Notes on Trump 58 – SCOTUS goes slow

I added this comment to Notes 57:

SCOTUS has just dismissed Texas for lack of standing to dispute elections in other States.

That was the weakest point. Texas claimed it had an interest because of dilution of Texas votes in Senate where Vice President chosen unlawfully has casting vote.

I thought SCOTUS would take the case because otherwise they are stuck with multiple separate cases wading their way through the lower State and Federal courts.

But combined with dismissal of [emergency injunction in] Kelly v Pennsylvania this does indicate any eventual judgments will be well after Biden takes office, contrary to my expectation.

Unusually, it seems the “experts” were right. Not unusually, I was wrong.

Click to access 121120zr_p860.pdf

No idea what happens next, as I wasn’t expecting this.

Thinking about it, my assumptions now are as follows.

Certainly nothing dramatic happens before December 14 so Biden and Harris become President and Vice President elect.

I just read the Texas reply filings and it seems they were serious about wanting the State Legislatures to be able to appoint replacement electors and actually have Trump declared winner on December.

That was never going to happen and I took it as purely an ambit claim with the intention of throwing it to the House instead by just restraining the votes so that total required would remain 270 and Biden/Harris would have less than that. But perhaps State Legislatures really was the plan, which was doomed.

They also seriously tried to defend a statistical analysis rather mildly described as “nonsense” by defendants.

It was actually “completely idiotic” rather than merely “nonsense”, as clearly explained here:

More on Statistical Stupidity at SCOTUS

I also now think it is also highly unlikely that anything much will happen by January 6 or by inauguration day on January 20.

Another factor is that there were still only 126 (of 196) Republican Representatives signed on as friends of the court in a second attempt a day after the first 100. That suggests a serious likelihood that throwing it to the House would still result in Biden winning in the House (with Vice President Pence winning in the Senate). Representatives in “purple” swing States are often “moderates” to avoid alienating other voters. There could easily be enough Republicans in enough State delegations who could either vote against Trump or simply abstain so that their State delegation votes for the candidate that had the larger popular vote. Only 1 or 2 State delegations would need to swing or abstain.

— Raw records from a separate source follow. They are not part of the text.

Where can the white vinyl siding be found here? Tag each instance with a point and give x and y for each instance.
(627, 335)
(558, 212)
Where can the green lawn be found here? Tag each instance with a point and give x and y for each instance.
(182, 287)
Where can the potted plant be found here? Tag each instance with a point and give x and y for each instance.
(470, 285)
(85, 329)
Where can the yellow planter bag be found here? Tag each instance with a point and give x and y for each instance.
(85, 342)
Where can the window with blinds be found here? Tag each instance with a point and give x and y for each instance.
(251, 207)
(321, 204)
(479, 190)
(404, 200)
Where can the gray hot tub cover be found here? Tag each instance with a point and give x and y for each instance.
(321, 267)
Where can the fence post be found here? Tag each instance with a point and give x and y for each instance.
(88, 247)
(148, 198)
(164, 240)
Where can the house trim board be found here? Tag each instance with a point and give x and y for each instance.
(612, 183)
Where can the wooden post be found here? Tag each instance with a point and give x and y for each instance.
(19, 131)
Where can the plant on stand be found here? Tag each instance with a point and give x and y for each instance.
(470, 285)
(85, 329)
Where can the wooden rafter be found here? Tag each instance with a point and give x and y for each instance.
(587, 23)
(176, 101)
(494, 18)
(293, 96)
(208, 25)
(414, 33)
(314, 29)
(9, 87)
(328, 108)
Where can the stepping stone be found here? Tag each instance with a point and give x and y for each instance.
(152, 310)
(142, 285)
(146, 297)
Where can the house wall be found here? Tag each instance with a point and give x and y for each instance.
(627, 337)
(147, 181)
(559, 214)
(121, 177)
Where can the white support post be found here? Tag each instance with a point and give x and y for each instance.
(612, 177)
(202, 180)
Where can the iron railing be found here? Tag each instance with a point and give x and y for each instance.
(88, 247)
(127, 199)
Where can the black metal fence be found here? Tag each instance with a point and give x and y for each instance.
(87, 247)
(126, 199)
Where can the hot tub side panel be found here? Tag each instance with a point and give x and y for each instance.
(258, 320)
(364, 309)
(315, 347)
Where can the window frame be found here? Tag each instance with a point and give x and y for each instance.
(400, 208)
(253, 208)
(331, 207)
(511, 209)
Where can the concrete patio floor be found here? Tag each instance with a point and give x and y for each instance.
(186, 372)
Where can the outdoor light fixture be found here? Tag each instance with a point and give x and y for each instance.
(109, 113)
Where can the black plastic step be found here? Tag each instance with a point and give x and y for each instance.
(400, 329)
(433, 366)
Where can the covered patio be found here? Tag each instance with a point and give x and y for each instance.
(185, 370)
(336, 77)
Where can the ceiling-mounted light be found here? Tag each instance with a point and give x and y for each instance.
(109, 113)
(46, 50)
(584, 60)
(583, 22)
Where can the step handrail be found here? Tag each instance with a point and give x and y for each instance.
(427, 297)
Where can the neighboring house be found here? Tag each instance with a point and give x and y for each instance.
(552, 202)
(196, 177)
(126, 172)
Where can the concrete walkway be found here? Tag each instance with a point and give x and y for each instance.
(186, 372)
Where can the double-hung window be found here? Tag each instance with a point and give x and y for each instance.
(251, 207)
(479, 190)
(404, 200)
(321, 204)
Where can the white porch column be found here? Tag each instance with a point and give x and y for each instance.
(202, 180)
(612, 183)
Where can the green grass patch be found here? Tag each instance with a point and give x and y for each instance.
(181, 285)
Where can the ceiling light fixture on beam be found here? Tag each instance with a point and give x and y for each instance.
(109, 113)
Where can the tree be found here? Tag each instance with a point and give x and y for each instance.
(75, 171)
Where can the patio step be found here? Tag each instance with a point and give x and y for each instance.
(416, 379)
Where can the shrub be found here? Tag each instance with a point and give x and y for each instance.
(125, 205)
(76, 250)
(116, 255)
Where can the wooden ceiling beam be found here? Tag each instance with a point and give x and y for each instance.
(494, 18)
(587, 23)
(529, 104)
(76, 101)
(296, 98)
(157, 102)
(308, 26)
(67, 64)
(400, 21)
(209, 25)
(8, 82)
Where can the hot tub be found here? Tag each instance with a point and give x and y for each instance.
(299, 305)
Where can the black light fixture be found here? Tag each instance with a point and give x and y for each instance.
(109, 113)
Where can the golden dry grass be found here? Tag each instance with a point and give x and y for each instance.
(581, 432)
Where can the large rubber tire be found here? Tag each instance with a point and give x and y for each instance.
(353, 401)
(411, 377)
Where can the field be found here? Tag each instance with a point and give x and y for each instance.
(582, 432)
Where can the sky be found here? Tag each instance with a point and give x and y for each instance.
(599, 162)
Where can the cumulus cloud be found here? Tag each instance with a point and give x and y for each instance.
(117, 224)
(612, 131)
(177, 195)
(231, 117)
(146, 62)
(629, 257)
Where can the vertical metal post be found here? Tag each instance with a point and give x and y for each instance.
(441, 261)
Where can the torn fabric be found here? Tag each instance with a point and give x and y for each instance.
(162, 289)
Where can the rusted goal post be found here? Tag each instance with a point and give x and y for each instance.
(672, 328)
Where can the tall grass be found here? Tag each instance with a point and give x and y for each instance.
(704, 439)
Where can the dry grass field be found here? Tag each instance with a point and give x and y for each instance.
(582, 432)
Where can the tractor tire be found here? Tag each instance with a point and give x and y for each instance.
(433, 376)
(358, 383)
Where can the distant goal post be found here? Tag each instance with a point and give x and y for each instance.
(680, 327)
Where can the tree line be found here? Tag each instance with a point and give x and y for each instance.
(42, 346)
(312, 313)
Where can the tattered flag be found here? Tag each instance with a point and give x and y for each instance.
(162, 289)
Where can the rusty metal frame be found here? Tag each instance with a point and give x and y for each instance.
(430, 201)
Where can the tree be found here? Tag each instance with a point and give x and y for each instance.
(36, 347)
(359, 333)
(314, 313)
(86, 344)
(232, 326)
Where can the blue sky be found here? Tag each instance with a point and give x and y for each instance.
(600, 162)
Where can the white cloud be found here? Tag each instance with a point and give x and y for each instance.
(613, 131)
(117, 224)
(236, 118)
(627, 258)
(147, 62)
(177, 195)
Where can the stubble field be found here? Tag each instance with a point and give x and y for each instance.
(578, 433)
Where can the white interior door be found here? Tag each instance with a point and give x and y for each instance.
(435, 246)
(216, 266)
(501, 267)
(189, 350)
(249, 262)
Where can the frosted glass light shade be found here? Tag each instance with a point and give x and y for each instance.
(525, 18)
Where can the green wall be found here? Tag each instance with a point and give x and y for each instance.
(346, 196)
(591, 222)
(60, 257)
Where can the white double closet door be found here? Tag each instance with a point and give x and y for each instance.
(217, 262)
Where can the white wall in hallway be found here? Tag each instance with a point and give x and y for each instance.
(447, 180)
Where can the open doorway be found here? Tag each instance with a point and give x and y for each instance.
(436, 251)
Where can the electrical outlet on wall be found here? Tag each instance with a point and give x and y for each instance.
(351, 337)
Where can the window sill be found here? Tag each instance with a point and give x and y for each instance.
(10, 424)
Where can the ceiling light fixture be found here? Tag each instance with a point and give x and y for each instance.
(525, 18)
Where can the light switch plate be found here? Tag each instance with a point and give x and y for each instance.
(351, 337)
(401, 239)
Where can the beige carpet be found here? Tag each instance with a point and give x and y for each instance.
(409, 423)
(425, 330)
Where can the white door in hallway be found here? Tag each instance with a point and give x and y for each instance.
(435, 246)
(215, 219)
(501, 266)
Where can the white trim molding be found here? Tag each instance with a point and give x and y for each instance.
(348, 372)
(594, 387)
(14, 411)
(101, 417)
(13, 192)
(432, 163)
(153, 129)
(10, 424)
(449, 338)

The issues will end up going to trial at some point but it seems unlikely that SCOTUS intends to expedite anything at all. One case that blocked Federal trials on the substance for Pennsylvania was already listed has a response due December 28 to proceed normally:

Any eventual declarations that the elections were conducted unlawfully in enough States could still result in removal of Biden and Harris from office. Equally it could just not.

It isn’t over but I was expecting lots of drama this week and I am not expecting that now.

How things develop with lots of people believing the election was rigged and a woeful Biden Presidency remains to be seen.

I still expect a mass based right wing party led by Trump with both a parliamentary and extra parliamentary wing.

Even if a majority of GOP representatives reject Trump, most won’t be likely to survive the primaries in 2 years.

One thought on “Notes on Trump 58 – SCOTUS goes slow

  1. [replacing wrong tweet link at end of earlier version]

    I mentioned in Notes 56 that if SCOTUS did throw the election to the House voting by States:

    “Lots of interesting things could then happen in early January since the House of Representatives majority has powers over the credentials of its own members and could prevent any President or Vice-President being elected before the current term expires on January 20.”

    The only evidence I knew of then that they might be discussing use of the power over credentials was a report that an Iowa Democrat who lost by only 6 votes intended to bypass disputing the count through the courts and instead appeal to the House (ie the Democratic caucus to reject his opponent’s credentials). That tactic could turn a Republican majority of State delegations into a minority at the first session, before any vote for President could be held after a deadlocked count on January 6.

    Here’s evidence that discussion of such tactics was considered widely enough to reach the nuttier fascist fringes of the Democrat caucus who can’t resist the temptation to bring up the idea in retaliation for having gone to Court even though it wasn’t needed to defeat any success at doing so:

    “Democratic congressman calls on Republicans who supported Texas lawsuit to be barred from sitting in Congress

    Bill Pascrell Jr, a Democratic representative for New Jersey, has called on House leader Nancy Pelosi to sanction Republican members who supported Donald Trump’s efforts to overturn Joe Biden’s emphatic election win by refusing to let them sit in Congress.

    Mr Pascrell claims the 126 Republican representatives who supported the Texas lawsuit seeking to reject the election results in four states won by Mr Biden fell foul of the 14th amendment, which bars anyone who has “engaged in insurrection or rebellion” against the US from sitting in Congress.”